A comet flies on by, and out
A response to Leaving the GIS industry: bye for now
Alexey Tereshenkov has done more in 10 years than I have in 27, and what a goodbye gift! There are many quotable sections worth reading and re-reading. Here’s the one speaking strongly to me this morning (paraphrased):
Ad-hoc mentality is very difficult to fight. It is 7 pm. You have a job you have to get done before tomorrow morning. You are adding a missing … to … that … failed to add. Then you are changing … and … You fix, zip the database, and upload it. It is 10 pm, you are tired but happy and are heading off to the bed.
Success! … Or is it? The next thing tomorrow morning you want to document the manual changes introduced yesterday, but you are dragged into some other urgent job, and you never do. Now it is 9 pm again and you are writing some oddly looking script and trying to recalling what have you done. You are in a mess.

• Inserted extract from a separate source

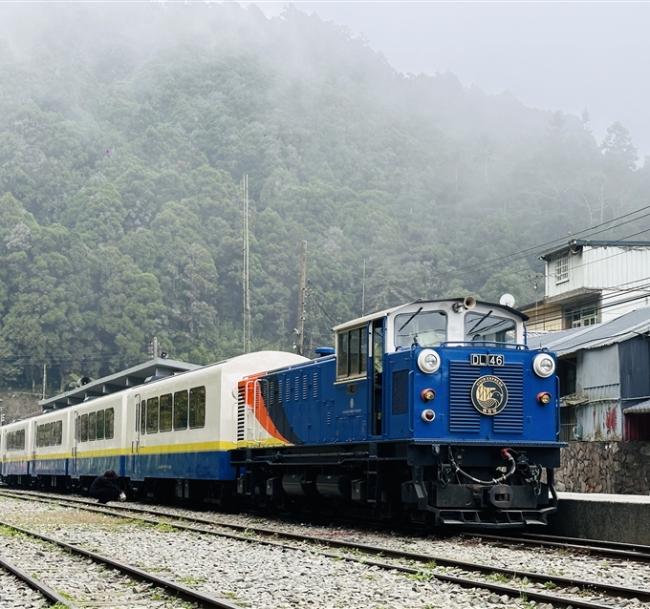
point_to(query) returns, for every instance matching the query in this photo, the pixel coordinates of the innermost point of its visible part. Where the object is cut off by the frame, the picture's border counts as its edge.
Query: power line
(536, 248)
(611, 301)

Doing what you have done may look natural because you just want to get stuff done. … Not only you, but any colleague of yours should be able to pick up the updates that have been made to any piece of data or a script. So resist the urge to get stuff done, pace yourself, and track your work.
This is a perfect description for where I’ve been for the last few years. There are many markers for this, one standing out right now is my participation in the professional community. Which for me means our internal GIS Knowledgebase and GIS Group, and publicly in GIS Stack Overflow and Yukongis.ca. Stack is nice because it has easily retrievable stats.
2014 – I almost leave my job, decide not to, and a close co-worker takes it instead.
2016 – Our director-manager leaves end of 2015, followed by anchor admin assistant in 2016.
I’ve been too busy putting out fires to attend to professional development. There isn’t a perfect correlation but the trend is unmistakable. It would be interesting to chart by month in conjunction with tasks and projects from our tracking system, but that’d a much bigger exercise, too much for today. (There are fires to put out!)
This is the point in the essay where I’d typically spiral into a depressed funk. However, today I refuse the bait. It’s the inflection point to do something and change flight attitude. Instead of putting out the fire, move it under that ol’ hot air balloon and write it up!